Deux bonshommes représentés de la plus sommaire des manières dans un niveau en scrolling-horizontal découpé en tableaux. Chacun muni d’une épée, prêt à en découdre. L’objectif sera d’atteindre le dernier écran de votre adversaire afin de vous jeter dans la gueule d’un serpent rose géant... Oui, bon, bref. Un bouton pour sauter, un pour attaquer. Via les flèches directionnelles haut/bas vous pouvez modifier votre prise sur l’épée pour tenter de déjouer la garde de votre opposant et le ainsi perforer sans vergogne. Cela vous laissera quelques secondes de repis pour foncer vers son camp avant qu’il ne respawn et défende à nouveau sa vie. Autant vous dire qu’il faut de suite rentrer dans le rythme, les parties pouvant durer quelques dizaines secondes seulement après 4-5 décès successifs. A contrario un duel équilibré peut donner lieu à de longues minutes de vas et viens improductifs ! La prise en main est immédiate, et dans les deux cas le fun sera roi.
Je vous disais plus haut que l’esthétique générale ne laisse pas indifférent. En effet Nidhogg se démarque par son style rétro simpliste, mais pas désagréable. Le pixel 8 bit étant à la mode depuis l’avènement des jeux indépendant dématérialisé, personne ne s’en plaindra. L’utilisation des couleurs se révèle très audacieuse mais ne plaira pas à tous. La musique n’est ici qu’un facteur anecdotique, les bruitages et notes jouent leur rôle et se trouvent de toute façon couverts par l’enthousiasme ambiant. Nidhogg ne s’encombre même pas d’un scénario, et reste pensé uniquement pour le 1 VS 1 avec un pote dans le canapé. C’est là l’essence même de ce titre, facile d’accès mais suffisamment subtil, original et fun pour se distinguer lors de vos soirées multi. Dommage que le contenu soit si minimaliste (seulement 4 niveaux), à l’image du prix certes. Sans quoi j’aurais attribué 1 ou 2 points supplémentaires à ce trip monumental qu’est Nidhogg.

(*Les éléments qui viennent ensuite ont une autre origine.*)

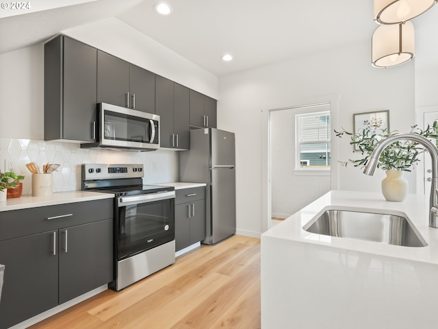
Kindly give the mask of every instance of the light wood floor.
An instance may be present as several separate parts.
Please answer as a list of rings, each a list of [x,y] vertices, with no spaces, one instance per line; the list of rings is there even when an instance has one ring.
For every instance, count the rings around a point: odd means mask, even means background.
[[[201,247],[115,292],[105,291],[31,327],[260,328],[260,241],[233,236]]]

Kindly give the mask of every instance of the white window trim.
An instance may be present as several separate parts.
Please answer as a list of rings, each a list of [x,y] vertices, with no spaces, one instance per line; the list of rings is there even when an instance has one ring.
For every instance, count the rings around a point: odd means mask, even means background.
[[[314,106],[318,106],[320,105],[328,105],[329,106],[331,106],[330,103],[322,103],[322,104],[313,104],[311,106],[307,106],[307,108],[309,108],[307,109],[307,110],[304,110],[304,111],[300,111],[299,112],[297,112],[296,114],[296,118],[297,115],[302,115],[302,114],[306,114],[306,115],[310,115],[310,114],[318,114],[319,115],[325,113],[326,114],[328,114],[331,115],[331,111],[330,110],[324,110],[324,111],[315,111],[315,109],[313,108]],[[302,167],[300,166],[300,143],[298,142],[298,136],[300,136],[300,125],[298,123],[298,120],[295,120],[295,132],[296,132],[296,138],[295,138],[295,169],[294,170],[294,175],[321,175],[321,176],[329,176],[331,175],[331,165],[330,167],[328,168],[305,168],[305,167]],[[324,141],[321,141],[321,143],[329,143],[331,144],[331,140],[328,140],[326,141],[326,142],[324,142]]]

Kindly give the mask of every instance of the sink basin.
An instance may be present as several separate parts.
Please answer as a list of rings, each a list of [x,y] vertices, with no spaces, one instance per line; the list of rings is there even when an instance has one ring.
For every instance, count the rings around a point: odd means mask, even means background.
[[[310,221],[302,229],[317,234],[404,247],[427,245],[409,219],[395,215],[327,210]]]

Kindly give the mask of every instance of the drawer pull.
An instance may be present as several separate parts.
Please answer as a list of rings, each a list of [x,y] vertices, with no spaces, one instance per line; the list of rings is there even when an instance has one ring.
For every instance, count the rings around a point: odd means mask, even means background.
[[[52,233],[52,254],[56,256],[56,232]]]
[[[69,217],[70,216],[73,216],[73,214],[60,215],[59,216],[53,216],[53,217],[47,217],[47,220],[50,221],[51,219],[57,219],[58,218]]]

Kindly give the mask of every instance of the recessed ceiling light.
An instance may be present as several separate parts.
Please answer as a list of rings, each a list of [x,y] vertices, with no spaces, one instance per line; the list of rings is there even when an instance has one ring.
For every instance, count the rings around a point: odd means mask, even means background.
[[[172,7],[164,3],[157,3],[154,8],[158,14],[162,15],[168,15],[172,11]]]
[[[230,60],[233,60],[233,56],[229,53],[226,53],[223,56],[222,56],[222,60],[225,62],[229,62]]]

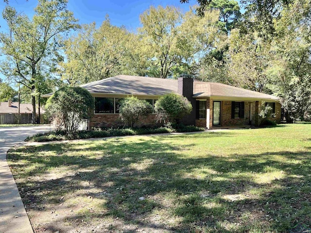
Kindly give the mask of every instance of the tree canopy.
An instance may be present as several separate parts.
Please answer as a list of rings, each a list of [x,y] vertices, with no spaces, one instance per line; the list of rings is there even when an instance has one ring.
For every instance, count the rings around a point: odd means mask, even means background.
[[[0,33],[0,50],[6,59],[0,64],[10,80],[31,90],[33,123],[35,96],[60,58],[56,36],[78,26],[66,0],[39,0],[33,18],[9,5],[2,12],[9,33]]]

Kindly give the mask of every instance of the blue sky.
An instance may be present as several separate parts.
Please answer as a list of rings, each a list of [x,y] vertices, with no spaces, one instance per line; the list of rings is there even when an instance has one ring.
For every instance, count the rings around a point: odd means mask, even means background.
[[[22,12],[31,18],[37,2],[36,0],[9,0],[9,4],[18,12]],[[190,6],[196,3],[195,0],[190,0],[189,3],[183,4],[180,3],[179,0],[69,0],[68,9],[73,12],[80,24],[95,22],[99,26],[108,14],[112,24],[125,26],[128,30],[135,32],[140,26],[139,15],[151,5],[173,5],[186,12]],[[3,0],[0,0],[0,31],[4,32],[7,31],[7,27],[2,17],[2,11],[6,5]],[[0,56],[0,59],[1,59],[3,57]],[[0,79],[7,81],[0,73]]]
[[[139,15],[151,5],[173,5],[185,12],[189,10],[189,6],[196,3],[194,0],[183,4],[180,3],[179,0],[69,0],[68,6],[68,9],[74,13],[80,23],[95,21],[99,26],[108,14],[113,25],[124,25],[128,30],[135,31],[140,26]],[[17,12],[22,12],[30,17],[37,3],[37,1],[35,0],[9,0],[10,5],[15,7]],[[5,5],[3,0],[0,0],[1,12]],[[5,24],[0,17],[0,31],[5,29]]]

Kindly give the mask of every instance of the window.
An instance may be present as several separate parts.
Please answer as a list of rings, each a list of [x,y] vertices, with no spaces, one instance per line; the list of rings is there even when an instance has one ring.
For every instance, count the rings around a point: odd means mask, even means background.
[[[244,118],[244,102],[232,102],[231,118]]]
[[[97,114],[119,114],[119,108],[123,98],[94,98],[94,113]],[[157,100],[145,100],[153,108]]]
[[[95,97],[95,113],[114,113],[114,98]]]
[[[146,101],[150,104],[152,107],[154,107],[154,100],[145,100]]]
[[[146,101],[150,104],[152,106],[152,113],[155,113],[155,104],[157,100],[145,100]]]
[[[206,100],[196,100],[196,119],[206,119]]]
[[[272,109],[271,109],[271,111],[269,111],[269,115],[276,113],[276,103],[266,102],[265,104],[266,104],[266,107],[267,107],[267,106],[269,106],[271,108],[272,108]]]
[[[119,113],[119,108],[120,107],[120,104],[121,103],[121,102],[122,101],[122,100],[123,100],[123,99],[121,99],[121,98],[116,98],[116,106],[115,106],[115,113]]]

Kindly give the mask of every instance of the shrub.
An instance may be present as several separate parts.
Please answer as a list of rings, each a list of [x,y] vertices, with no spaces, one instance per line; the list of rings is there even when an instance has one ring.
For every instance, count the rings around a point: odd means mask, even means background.
[[[56,91],[47,101],[48,118],[54,121],[58,130],[67,133],[77,131],[89,117],[94,100],[89,92],[80,87],[66,86]]]
[[[272,108],[266,105],[265,102],[261,102],[260,106],[260,112],[259,115],[260,118],[259,119],[259,125],[276,125],[276,123],[268,119],[269,117],[275,117],[275,113],[272,113]]]
[[[125,98],[119,107],[120,117],[130,127],[148,114],[152,113],[152,106],[144,100],[130,97]]]
[[[192,109],[191,103],[185,97],[169,94],[161,97],[155,104],[157,121],[178,124]]]

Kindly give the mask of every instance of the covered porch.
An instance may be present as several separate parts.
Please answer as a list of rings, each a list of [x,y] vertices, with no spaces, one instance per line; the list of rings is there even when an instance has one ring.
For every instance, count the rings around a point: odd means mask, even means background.
[[[261,104],[272,107],[275,117],[270,119],[280,121],[281,104],[271,100],[207,98],[196,100],[195,125],[208,129],[227,128],[228,126],[258,126],[259,113]]]

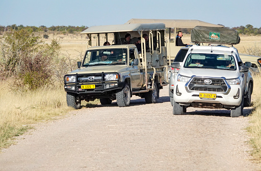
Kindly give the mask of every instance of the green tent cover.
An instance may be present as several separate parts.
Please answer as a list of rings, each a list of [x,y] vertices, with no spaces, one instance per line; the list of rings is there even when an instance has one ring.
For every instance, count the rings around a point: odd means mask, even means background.
[[[236,45],[240,38],[233,29],[197,26],[191,31],[191,42]]]

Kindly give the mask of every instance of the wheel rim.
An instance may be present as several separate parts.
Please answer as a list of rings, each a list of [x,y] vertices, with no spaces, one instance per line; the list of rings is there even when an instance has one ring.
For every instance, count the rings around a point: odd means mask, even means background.
[[[129,92],[128,88],[127,87],[125,87],[124,88],[124,101],[125,102],[128,102],[128,97],[129,97]]]

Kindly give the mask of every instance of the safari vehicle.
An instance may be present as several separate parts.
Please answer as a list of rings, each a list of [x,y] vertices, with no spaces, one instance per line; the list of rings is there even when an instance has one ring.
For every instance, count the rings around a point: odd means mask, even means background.
[[[133,18],[126,23],[163,23],[168,28],[168,37],[166,37],[167,48],[171,61],[173,61],[177,53],[180,50],[181,46],[176,46],[176,36],[177,28],[193,28],[196,26],[208,27],[224,27],[224,25],[214,24],[198,20],[177,20],[177,19],[136,19]],[[171,28],[174,29],[174,34],[171,33]],[[189,42],[188,42],[189,43]]]
[[[133,44],[121,45],[124,36],[149,35],[146,52],[145,40],[140,38],[141,51]],[[167,54],[163,23],[129,24],[91,27],[81,32],[89,38],[83,60],[78,69],[64,76],[67,105],[80,108],[81,100],[99,99],[102,105],[116,100],[119,107],[129,105],[133,95],[145,98],[147,103],[155,103],[160,89],[168,85]],[[113,38],[111,46],[100,46]],[[92,38],[95,38],[93,47]],[[140,53],[139,53],[140,52]],[[169,59],[169,62],[170,63]]]
[[[237,31],[228,28],[195,27],[191,40],[233,45],[239,43]],[[189,107],[231,110],[231,117],[242,115],[244,106],[250,106],[253,81],[236,48],[221,46],[193,45],[183,62],[173,62],[179,69],[174,78],[173,114],[181,115]]]

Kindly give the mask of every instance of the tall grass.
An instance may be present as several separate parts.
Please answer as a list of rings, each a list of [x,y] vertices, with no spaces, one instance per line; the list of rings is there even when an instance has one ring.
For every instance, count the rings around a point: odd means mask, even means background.
[[[0,82],[0,148],[7,147],[12,137],[30,128],[29,124],[71,110],[60,86],[14,93],[9,88],[11,82]]]
[[[256,161],[261,162],[261,75],[253,76],[254,89],[252,94],[253,99],[253,111],[250,118],[250,126],[247,130],[250,133],[250,144],[253,150],[252,154]]]

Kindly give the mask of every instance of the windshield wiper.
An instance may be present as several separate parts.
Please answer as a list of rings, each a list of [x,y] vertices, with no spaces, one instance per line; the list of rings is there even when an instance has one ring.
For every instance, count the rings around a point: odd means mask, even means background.
[[[110,63],[109,64],[108,64],[108,65],[114,65],[115,64],[125,64],[125,63],[122,63],[121,62],[116,62],[116,63]]]

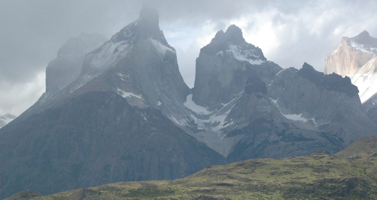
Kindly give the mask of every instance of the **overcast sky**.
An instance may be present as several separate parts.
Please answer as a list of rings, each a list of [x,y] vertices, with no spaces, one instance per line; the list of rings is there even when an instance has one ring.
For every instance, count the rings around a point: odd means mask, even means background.
[[[19,115],[38,100],[46,67],[70,37],[83,32],[110,38],[138,17],[144,3],[159,11],[190,88],[200,48],[232,24],[268,60],[283,68],[307,62],[320,71],[342,36],[364,29],[377,36],[374,0],[0,0],[0,114]]]

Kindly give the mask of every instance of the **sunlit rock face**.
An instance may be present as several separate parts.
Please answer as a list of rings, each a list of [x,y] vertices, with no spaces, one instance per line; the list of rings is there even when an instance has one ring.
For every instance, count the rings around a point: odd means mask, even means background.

Franz26 a dit (28 Novembre 2015 à 09:36)
Petit jeu indépendant sans prétention, Samurai Gunn se révèle un véritable concentré de fun et d’accessibilité ! Taillé pour le multijoueur uniquement, chacun contrôlera un samurai dans une arène fermée avec pour objectif de saigner son prochain par l’intermédiaire de son sabre ou via un coup de feu, puisque vous avez la possibilité de tirer à 3 reprises. Des projectiles que vous pouvez également renvoyer avec votre lame. Malgré un gameplay un poil trop simpliste le plaisir de jeu est bien là, conforté par des arènes nombreuses au design varié et bien construit. Notez la présence d’un mode en coopération face à des vagues d’ennemis. Vite lassant.
A plusieurs l’arène devient rapidement un théâtre sanglant où tous les coups vicieux sont permis ! Et lorsque la fin du round intervient et que le décompte des points s’avère trop ardu, un duel en mort subite porte la tension à son comble ! L’aspect technique est quant à lui plutôt sympathique, surfant sur la nostalgie du pixel rétro. Manquant un peu de profondeur, Samurai Gunn n’en reste pas moins un excellent titre à plusieurs.